Was the soil right? Was there enough sunlight? Was it in the right temperature? Were there gardeners who were willing to tend to it? Was it even the plant you wanted?

Sometimes all we see is the plant – because it’s what’s most visible – but we neglect to think about all the factors that contributed to what helped it grow in the first place.

Sam Sherrat has a great blog post called Studio 5: It Took More Than 7 Days. Which gives great insight into the 3 years of thinking and planning that went into Studio 5 to make it what it is today. As well as this first post in a series where he breaks down (more specifically) the different stages of our evolution process.

So in keeping with my plant metaphor, here are some suggested steps to help you grow your own innovation!

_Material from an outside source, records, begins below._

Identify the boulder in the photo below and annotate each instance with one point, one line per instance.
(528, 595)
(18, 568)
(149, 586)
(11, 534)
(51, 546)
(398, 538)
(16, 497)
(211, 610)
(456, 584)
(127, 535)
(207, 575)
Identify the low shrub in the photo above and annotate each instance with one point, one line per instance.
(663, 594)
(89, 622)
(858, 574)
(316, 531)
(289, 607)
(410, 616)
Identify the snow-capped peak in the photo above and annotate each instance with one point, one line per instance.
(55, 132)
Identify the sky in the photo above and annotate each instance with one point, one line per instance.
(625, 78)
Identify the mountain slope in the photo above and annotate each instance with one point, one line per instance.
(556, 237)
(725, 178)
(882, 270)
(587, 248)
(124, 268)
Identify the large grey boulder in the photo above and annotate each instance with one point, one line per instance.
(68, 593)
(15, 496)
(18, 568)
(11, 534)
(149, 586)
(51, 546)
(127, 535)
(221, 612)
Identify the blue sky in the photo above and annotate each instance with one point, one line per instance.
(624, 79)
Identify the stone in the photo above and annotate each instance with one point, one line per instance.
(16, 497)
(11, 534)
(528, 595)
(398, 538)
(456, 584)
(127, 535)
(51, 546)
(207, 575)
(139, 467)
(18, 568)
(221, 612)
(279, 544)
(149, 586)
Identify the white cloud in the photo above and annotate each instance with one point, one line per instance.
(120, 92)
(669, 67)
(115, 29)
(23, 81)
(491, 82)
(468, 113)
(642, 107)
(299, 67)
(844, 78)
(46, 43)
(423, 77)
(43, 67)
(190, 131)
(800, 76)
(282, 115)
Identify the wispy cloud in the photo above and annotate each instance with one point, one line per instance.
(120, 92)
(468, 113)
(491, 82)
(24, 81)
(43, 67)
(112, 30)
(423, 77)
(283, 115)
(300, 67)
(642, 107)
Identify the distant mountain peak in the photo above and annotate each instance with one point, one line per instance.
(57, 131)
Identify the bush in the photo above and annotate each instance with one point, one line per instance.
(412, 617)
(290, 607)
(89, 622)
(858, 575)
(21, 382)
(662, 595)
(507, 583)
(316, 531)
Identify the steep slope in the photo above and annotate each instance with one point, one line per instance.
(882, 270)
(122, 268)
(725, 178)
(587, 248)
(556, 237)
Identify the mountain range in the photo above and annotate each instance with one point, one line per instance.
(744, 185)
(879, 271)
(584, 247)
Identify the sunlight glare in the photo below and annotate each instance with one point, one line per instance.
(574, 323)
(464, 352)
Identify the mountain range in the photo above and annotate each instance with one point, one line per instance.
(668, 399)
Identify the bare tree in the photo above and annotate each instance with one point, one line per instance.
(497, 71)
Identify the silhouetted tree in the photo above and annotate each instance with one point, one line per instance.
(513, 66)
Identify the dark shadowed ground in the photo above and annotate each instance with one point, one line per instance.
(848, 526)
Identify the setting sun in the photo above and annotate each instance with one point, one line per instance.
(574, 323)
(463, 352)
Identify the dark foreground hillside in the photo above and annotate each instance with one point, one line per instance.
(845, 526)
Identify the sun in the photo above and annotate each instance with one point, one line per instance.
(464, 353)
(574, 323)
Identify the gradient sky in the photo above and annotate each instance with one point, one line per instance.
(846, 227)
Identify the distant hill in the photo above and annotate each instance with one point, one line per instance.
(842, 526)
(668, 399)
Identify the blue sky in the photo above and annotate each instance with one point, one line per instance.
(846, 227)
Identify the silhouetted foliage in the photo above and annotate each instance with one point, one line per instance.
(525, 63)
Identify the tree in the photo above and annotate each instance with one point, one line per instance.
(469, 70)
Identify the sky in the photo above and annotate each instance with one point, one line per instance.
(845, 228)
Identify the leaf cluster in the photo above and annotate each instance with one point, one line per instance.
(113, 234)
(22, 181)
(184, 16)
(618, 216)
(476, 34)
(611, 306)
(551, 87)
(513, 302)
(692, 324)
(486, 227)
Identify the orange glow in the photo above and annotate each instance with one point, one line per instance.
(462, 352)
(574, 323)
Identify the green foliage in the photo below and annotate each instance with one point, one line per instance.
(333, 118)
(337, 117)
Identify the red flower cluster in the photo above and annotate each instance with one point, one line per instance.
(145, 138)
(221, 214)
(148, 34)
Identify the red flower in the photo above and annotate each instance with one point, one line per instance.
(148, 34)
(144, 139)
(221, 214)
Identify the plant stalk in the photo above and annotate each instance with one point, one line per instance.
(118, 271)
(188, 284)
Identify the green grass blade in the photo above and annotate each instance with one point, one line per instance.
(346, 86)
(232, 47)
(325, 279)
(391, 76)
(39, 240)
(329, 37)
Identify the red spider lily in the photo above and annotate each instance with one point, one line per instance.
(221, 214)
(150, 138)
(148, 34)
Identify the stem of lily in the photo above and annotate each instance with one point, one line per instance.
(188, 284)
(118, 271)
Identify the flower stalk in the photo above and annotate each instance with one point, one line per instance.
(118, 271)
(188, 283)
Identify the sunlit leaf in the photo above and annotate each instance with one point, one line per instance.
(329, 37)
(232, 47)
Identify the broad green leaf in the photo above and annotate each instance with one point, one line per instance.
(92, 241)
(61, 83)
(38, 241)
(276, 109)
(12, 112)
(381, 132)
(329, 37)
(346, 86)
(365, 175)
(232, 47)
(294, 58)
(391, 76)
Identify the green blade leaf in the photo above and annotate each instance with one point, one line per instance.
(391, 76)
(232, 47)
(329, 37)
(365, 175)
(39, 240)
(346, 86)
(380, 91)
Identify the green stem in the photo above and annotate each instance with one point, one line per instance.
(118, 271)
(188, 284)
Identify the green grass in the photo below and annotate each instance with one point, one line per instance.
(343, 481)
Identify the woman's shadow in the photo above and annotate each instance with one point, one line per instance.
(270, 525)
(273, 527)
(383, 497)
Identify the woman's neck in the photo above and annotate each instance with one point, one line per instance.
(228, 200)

First, decide what plant you want

Start with your own why. What do you believe about learning? What do you believe your children deserve? What do you believe about the future of education? What are you hoping to achieve or accomplish? What dream are you working towards? If you could sum up your mission in one sentence, what would it be?

Then, buy the seed

Commit to your mission. Write it down. Share it with stakeholders. Be transparent about the vision you will be working towards. Work towards poking and provoking thinking to help people value and believe in it.

Next, tend to the seed.

Germinate the idea. Take time to brainstorm possibilities. How could you achieve your “why”? What are all the different ways you could bring your mission to life? What may work, might work, could work….

Upskill the Gardeners

Take time to inquire as a staff. Give people a chance to expereince the type of innovation you plan to implement for students. Find resources to extend everyone’s thinking and understanding of whatever it is you want to do.

Prune the plant as it grows.

Continuosly, go back to your “why”. What are you doing that’s helping achieve it? What are you doing that’s preventing you from achieving it? What do you need to start, stop, continue in order to honour your original mission. Know that the process is iterative.

It’s so great that so many schools want to innovate, but if we want our innovations to take root and really thrive we need to make sure that we are developing innovations that can grow and blossom in our specific contexts.. with our specific beliefs… our specific students… our specific teachers… our specific community.

Start with your “why”.

Brainstorm all the possible “how’s”.

Decide on some “what’s”

Give it a try.

And be prepared for endless iterations.

Copy and paste the process, not the innovation.